Apple is switching the default provider of its web searches from Siri, Search inside iOS (formerly called Spotlight) and Spotlight in Safari on the Mac. So, for instance, if Siri falls back to a web search on iOS when you ask it a question, you’re now going to get Google results instead of Bing.
Consistency is Apple’s main motivation given for switching the results from Microsoft’s Bing to Google in these cases. Safari on Mac and iOS already currently use Google search as the default provider, thanks to a deal worth billions to Google over the last decade. This change will now mirror those results when Siri, the iOS Search bar or Spotlight is used.
“Switching to Google as the web search provider for Siri, Search within iOS and Spotlight on Mac will allow these services to have a consistent web search experience with the default in Safari,” reads an Apple statement sent this morning. “We have strong relationships with Google and Microsoft and remain committed to delivering the best user experience possible.”
This will change on iOS for the ‘I don’t know what you’re asking but here are web results’ Siri behavior as well as intentional ‘hey, Siri, search the web for…’ queries.
The search results include regular ‘web links’ as well as video results. Web image results from Siri, swiping down and searching within iOS and Spotlight will still come from Bing, for now. Bing has had more than solid image results for some time now so that makes some sense. If you use Siri to search your own photos, it will, of course, use your own library instead. Interestingly, video results will come directly from YouTube.
All of the search results that you see in these different cases will come directly from the search API, which means you’ll be getting the raw, ranked search results that start below all of the ads and Knowledge Graph stuff that appears on a regular Google home page. Worth noting, of course, that once you’ve clicked on a YouTube video, you’re still going to get served ads, so there is a revenue driver here for Google, even if it’s not direct.
As is expected with Apple now, searches and results are all encrypted and anonymized and cannot be attributed to any individual user. Once you click on the links, of course, you’re off to Google and its standard tracking will apply if you’re logged in.
The timing of this rollout is interesting, coming after iOS has been released, but makes some sense given that High Sierra is releasing today. Mixing data providers like this is not unprecedented. Maps uses dozens of data providers including Yelp, Foursquare, Garmin and Tripadvisor for different locales and data types.

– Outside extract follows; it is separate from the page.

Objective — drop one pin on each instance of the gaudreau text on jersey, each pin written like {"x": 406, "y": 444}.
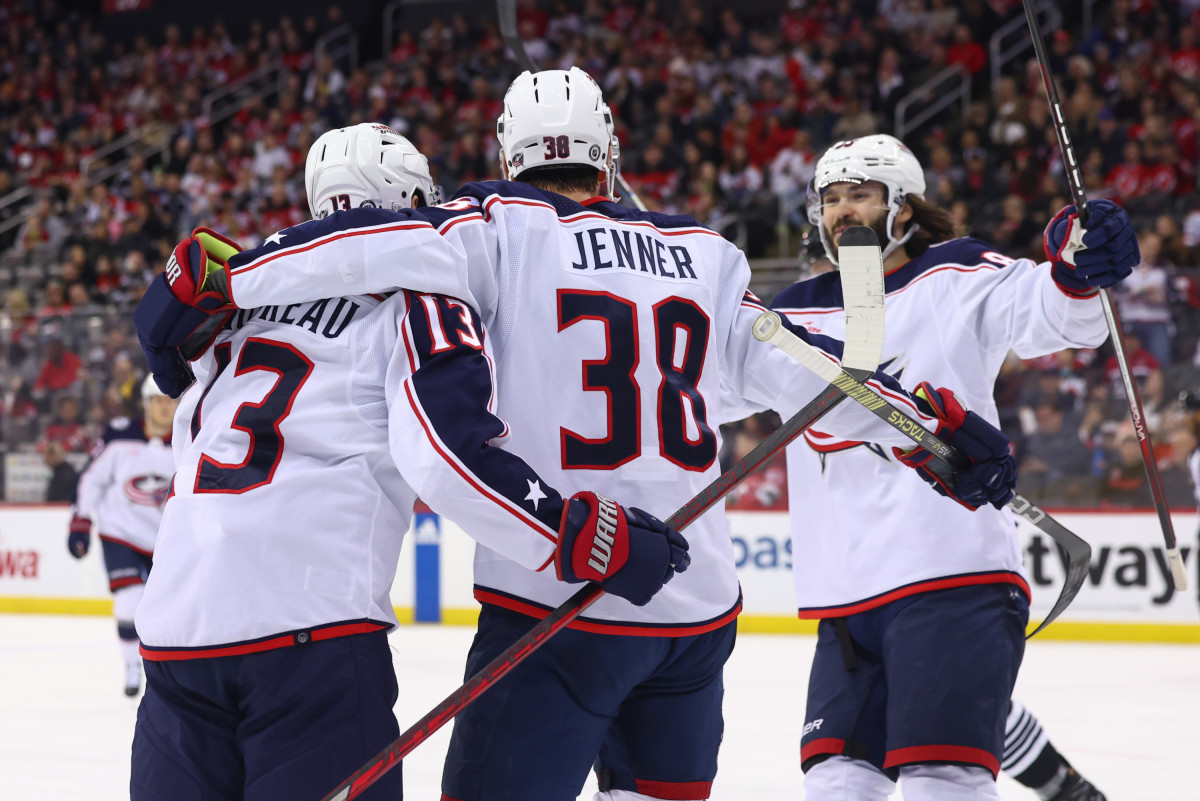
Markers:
{"x": 619, "y": 248}
{"x": 328, "y": 317}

But, of course, this change has an additional dimension of interest given the years-long saga of Google being default on Apple devices including the iPhone. Google has famously made a bunch of money from iOS because of default search and because its apps and services are popular. At times those figures appeared to even exceed the amount of money that Google had made from Android.
One question that I do not have the answer to is whether this change comes completely from Apple wanting consistent results or whether it is a condition of the ~$3B deal that Google has in place to remain the default search provider on Apple devices. Perhaps a blend of the two.
The changes began rolling out at 9am PT and should roll out to the entire world by this afternoon.